И отодвигаюсь к Амирке.
Ансар зависает на пару секунд:
– То есть… Терпеть его, получается?
– Выдерживать! Узнать его, наблюдать, замечать, разрешить ему быть с тобой и… делать то, что важно для тебя, если это на самом деле безопасно. Это навык, сынок, это привычка. Так мы растем и развиваемся. Снова и снова идя в свои страхи. И страшно будет всегда! Всегда-всегда-всегда будет страшно! Не надо бояться бояться, мои золотые. Страх говорит о том, что ты можешь пойти в новое и неизведанное для тебя. Так растут мужчины, так растут лидеры, так растут крутышки! – добавляю я под их улыбки. – Клиентам я тоже всегда говорю: там, где страх, там либо рост, либо деньги, а часто – и то и другое. Понял? Попробуешь?
Мы пожали руки и устроили соревнования, кто дальше сдует пенку от молока на какао. Я была рефери.
У Ансара болит зуб. Он жалуется мне и начинает плакать.
– Я записала тебя на пятницу к врачу, сынок, – откладываю телефон я. – А ты почему плачешь сейчас?
– Ну, страшно! – отвечает сын и плачет еще горше.
– А страшно что, балам? – обнимаю я его и знаю ответ.
– Ну, что будут лечить или удалять… и будет бо-о-ольно, – всхлипывает он и уходит от моих объятий.
– Мой золотой, я понимаю… я тоже очень боялась лечить зубы. Иди ко мне, обнимемся?
Я обнимаю его и глажу по спинке до тех пор, пока он сам не отстранится.
– Сына, скажи, а может оказаться так, что не будет больно?
– Ну, может, – кивает он, – но все равно страшно…
– Понимаю… А может быть так, что с зубом все хорошо и его не придется лечить или удалять?
– Ну, может… – кивает сын и утирает нос.
– Смотри, сегодня вторник, а запись к врачу – на пятницу. Мы не знаем точно, придется зуб удалять или лечить, будет больно или нет, правда? А скажи, как бы ты хотел себя чувствовать эти три дня?

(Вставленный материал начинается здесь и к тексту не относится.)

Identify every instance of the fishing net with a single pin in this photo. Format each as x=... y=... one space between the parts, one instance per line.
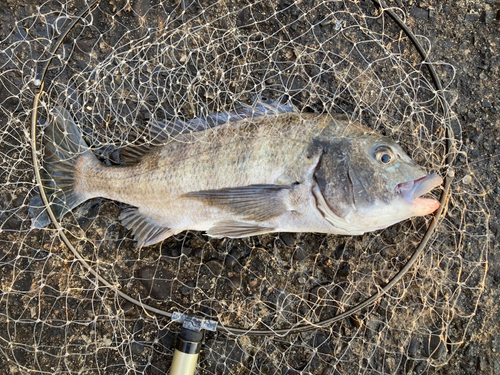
x=131 y=63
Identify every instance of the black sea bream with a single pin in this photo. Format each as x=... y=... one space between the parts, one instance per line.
x=253 y=171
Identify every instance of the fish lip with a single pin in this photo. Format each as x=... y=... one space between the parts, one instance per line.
x=412 y=189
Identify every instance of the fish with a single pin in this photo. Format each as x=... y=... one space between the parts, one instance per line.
x=260 y=169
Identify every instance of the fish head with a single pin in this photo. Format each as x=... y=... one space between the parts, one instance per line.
x=379 y=184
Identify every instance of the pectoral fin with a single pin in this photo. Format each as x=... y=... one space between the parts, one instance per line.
x=237 y=229
x=253 y=203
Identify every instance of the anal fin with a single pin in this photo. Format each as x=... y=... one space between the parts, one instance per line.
x=144 y=229
x=237 y=229
x=253 y=203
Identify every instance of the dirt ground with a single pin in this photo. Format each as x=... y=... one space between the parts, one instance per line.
x=466 y=35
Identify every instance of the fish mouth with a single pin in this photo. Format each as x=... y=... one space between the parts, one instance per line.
x=411 y=192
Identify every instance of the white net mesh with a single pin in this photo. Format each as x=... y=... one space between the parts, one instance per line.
x=131 y=62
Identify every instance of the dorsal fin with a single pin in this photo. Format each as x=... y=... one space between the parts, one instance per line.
x=157 y=133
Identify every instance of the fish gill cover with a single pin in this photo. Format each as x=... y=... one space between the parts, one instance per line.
x=129 y=64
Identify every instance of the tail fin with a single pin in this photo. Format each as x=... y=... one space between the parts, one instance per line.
x=64 y=145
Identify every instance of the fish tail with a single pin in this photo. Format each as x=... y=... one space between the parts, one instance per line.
x=64 y=150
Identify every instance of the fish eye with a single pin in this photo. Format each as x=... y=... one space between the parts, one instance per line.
x=384 y=155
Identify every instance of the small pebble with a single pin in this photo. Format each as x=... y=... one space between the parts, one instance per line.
x=467 y=180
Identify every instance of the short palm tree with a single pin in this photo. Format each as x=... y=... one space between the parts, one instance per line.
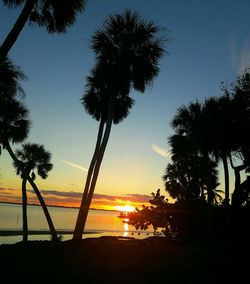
x=56 y=16
x=32 y=157
x=127 y=51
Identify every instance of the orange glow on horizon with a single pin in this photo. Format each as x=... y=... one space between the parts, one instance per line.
x=125 y=208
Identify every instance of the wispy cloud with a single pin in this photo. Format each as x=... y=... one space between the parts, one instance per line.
x=160 y=151
x=74 y=194
x=74 y=165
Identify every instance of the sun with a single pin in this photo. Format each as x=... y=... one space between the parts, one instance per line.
x=125 y=208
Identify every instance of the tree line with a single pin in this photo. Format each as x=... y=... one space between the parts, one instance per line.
x=206 y=134
x=127 y=52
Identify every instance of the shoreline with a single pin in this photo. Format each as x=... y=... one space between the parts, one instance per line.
x=57 y=206
x=9 y=233
x=124 y=260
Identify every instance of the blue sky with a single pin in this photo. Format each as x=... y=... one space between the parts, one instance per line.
x=210 y=43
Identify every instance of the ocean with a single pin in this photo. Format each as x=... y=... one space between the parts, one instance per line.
x=99 y=223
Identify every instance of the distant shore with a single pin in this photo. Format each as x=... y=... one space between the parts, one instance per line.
x=124 y=260
x=8 y=233
x=57 y=206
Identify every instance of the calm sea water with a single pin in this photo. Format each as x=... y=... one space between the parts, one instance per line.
x=102 y=222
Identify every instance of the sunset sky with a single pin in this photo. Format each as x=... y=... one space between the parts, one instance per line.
x=210 y=43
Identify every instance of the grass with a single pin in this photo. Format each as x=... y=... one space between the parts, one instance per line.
x=121 y=260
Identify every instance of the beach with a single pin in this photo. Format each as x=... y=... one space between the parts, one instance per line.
x=124 y=260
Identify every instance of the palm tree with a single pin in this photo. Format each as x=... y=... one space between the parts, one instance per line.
x=32 y=157
x=127 y=51
x=14 y=128
x=56 y=16
x=10 y=75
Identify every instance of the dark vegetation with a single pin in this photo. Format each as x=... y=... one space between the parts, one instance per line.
x=206 y=134
x=116 y=260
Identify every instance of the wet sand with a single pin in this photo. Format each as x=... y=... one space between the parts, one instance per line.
x=123 y=260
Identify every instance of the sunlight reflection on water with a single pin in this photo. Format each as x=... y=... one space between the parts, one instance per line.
x=105 y=223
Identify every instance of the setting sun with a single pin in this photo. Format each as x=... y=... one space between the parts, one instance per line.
x=125 y=208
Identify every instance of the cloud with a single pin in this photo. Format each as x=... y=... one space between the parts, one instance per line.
x=160 y=151
x=97 y=196
x=74 y=165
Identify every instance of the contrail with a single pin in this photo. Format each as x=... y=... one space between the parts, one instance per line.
x=160 y=151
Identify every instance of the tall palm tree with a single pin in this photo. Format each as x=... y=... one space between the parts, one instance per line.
x=10 y=75
x=55 y=15
x=32 y=157
x=14 y=128
x=127 y=51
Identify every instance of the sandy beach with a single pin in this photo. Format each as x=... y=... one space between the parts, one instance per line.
x=122 y=260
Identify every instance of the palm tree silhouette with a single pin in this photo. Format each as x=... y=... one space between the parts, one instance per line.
x=31 y=157
x=55 y=16
x=10 y=75
x=14 y=128
x=127 y=51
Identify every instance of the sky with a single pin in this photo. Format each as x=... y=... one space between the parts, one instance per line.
x=209 y=43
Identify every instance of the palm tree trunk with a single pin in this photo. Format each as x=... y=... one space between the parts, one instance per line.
x=38 y=194
x=237 y=181
x=17 y=28
x=226 y=200
x=25 y=219
x=79 y=222
x=54 y=236
x=96 y=171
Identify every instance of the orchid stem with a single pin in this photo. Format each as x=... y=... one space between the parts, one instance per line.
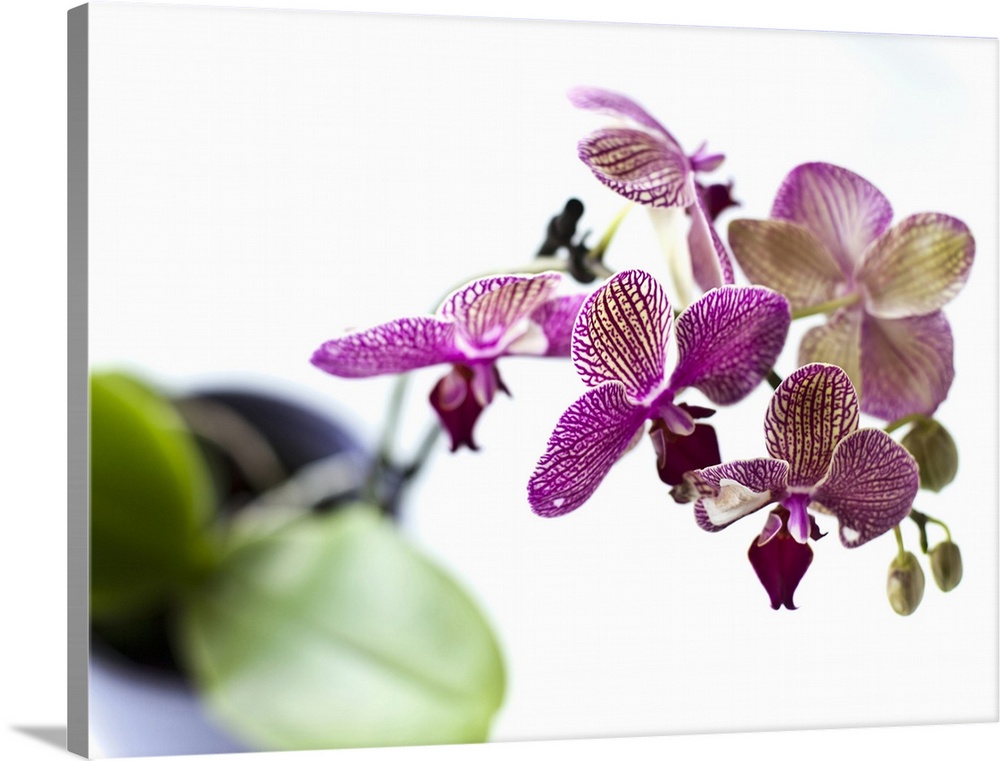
x=899 y=541
x=922 y=519
x=596 y=255
x=826 y=306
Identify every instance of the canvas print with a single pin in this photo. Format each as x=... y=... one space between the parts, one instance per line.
x=455 y=380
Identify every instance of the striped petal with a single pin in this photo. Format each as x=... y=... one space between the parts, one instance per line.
x=620 y=106
x=917 y=267
x=591 y=435
x=811 y=411
x=640 y=166
x=733 y=490
x=787 y=257
x=556 y=318
x=393 y=347
x=621 y=334
x=709 y=260
x=842 y=209
x=838 y=342
x=486 y=309
x=870 y=486
x=728 y=341
x=906 y=365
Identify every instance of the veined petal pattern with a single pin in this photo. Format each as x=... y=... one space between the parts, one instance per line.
x=917 y=267
x=728 y=340
x=621 y=334
x=393 y=347
x=787 y=257
x=842 y=209
x=870 y=487
x=810 y=412
x=589 y=438
x=906 y=365
x=639 y=166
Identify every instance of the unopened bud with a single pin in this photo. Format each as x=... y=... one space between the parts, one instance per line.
x=946 y=565
x=905 y=586
x=935 y=452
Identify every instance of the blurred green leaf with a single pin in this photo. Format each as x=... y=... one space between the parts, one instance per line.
x=334 y=632
x=150 y=500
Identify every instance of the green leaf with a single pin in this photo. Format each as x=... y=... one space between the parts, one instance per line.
x=333 y=632
x=150 y=500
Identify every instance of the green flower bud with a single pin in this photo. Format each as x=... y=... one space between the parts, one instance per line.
x=935 y=452
x=946 y=565
x=905 y=586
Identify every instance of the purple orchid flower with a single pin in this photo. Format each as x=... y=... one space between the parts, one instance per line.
x=829 y=241
x=476 y=325
x=819 y=461
x=644 y=163
x=727 y=342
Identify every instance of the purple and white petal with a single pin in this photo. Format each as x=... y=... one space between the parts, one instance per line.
x=917 y=267
x=619 y=106
x=486 y=321
x=728 y=341
x=811 y=411
x=621 y=334
x=703 y=161
x=556 y=318
x=842 y=209
x=710 y=263
x=393 y=347
x=590 y=437
x=732 y=490
x=639 y=166
x=870 y=486
x=906 y=365
x=787 y=257
x=838 y=342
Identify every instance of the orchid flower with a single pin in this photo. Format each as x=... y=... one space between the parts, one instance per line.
x=476 y=325
x=644 y=163
x=828 y=242
x=727 y=342
x=820 y=461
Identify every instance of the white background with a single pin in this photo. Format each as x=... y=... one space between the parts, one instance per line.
x=639 y=589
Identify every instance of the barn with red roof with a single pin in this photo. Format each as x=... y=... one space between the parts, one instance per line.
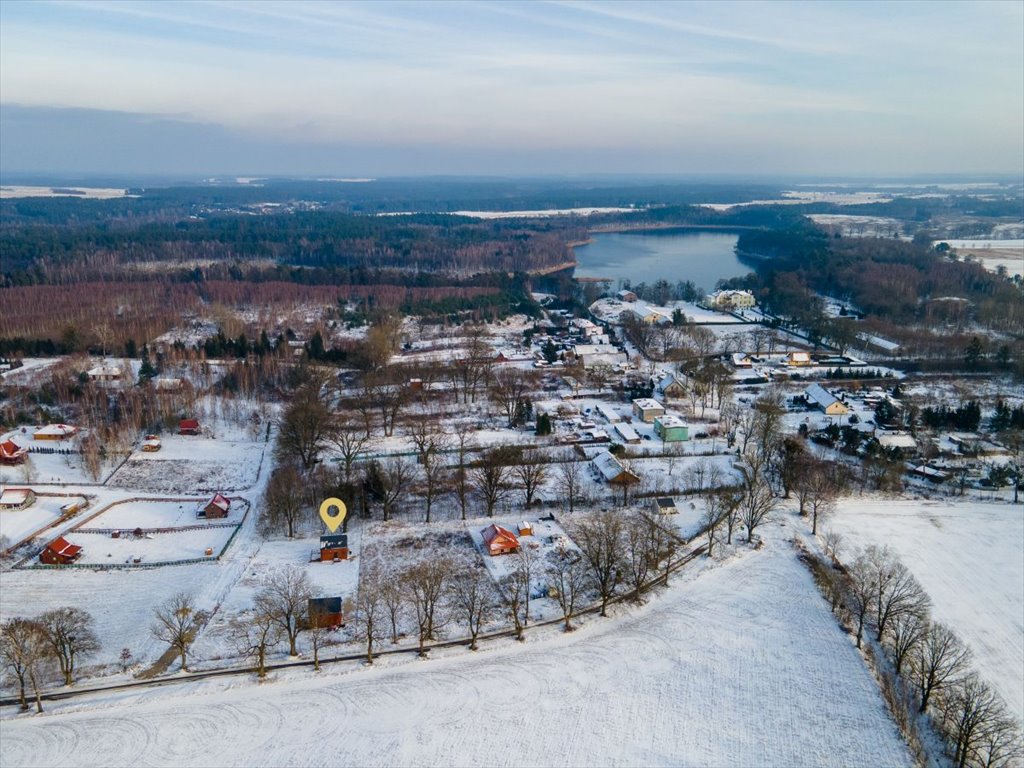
x=499 y=541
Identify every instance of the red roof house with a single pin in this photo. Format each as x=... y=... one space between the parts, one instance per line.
x=499 y=541
x=188 y=426
x=59 y=552
x=11 y=453
x=216 y=507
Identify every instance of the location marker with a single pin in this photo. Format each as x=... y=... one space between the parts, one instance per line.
x=333 y=520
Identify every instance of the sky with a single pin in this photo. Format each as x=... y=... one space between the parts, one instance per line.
x=518 y=88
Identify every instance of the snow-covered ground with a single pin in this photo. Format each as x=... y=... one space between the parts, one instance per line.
x=192 y=464
x=969 y=556
x=17 y=523
x=157 y=514
x=738 y=665
x=100 y=549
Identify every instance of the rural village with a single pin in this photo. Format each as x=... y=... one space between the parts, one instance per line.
x=507 y=481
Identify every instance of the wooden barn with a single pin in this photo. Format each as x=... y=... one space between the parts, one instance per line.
x=11 y=453
x=59 y=552
x=14 y=499
x=189 y=426
x=55 y=432
x=325 y=611
x=499 y=541
x=334 y=547
x=216 y=508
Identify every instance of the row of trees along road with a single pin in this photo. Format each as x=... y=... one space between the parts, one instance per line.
x=928 y=668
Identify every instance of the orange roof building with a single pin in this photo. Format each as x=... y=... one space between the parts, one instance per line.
x=59 y=552
x=499 y=541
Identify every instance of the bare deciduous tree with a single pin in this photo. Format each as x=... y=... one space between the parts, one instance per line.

– Ну, спокойно… Просто ждать, – заметно успокаивается Ансар, кивая в такт своим словам.
– Угу, а скажи мне, как ты понимаешь, что это страх? Покажи, где он у тебя сейчас? – сын разводит руки от паха до горла, изображая цилиндр.
– Поняла тебя, сынок. А ты сам какого размера?
– Ну как какого… вот такого! – эмоционально разводит он руками, показывая свой рост.
– Больше страха, выходит, что ли? – улыбаюсь я. – Ты больше, чем твой страх?
– Ну-у-у… да-а-а… – не хочет сдаваться мне сын, но его состояние становится ощутимо спокойнее.
– А давай так! До пятницы ты будешь помнить, что ты – больше, чем любой твой страх! А когда мы пойдем в пятницу к врачу, то, если будет больно, мы попросим обезболить зуб. Как тебе план?
– А ты сыграешь со мной в шахматы после, мам?
– Продую ли я тебе в шахматы, ты хотел спросить? – смеюсь я. – С радостью!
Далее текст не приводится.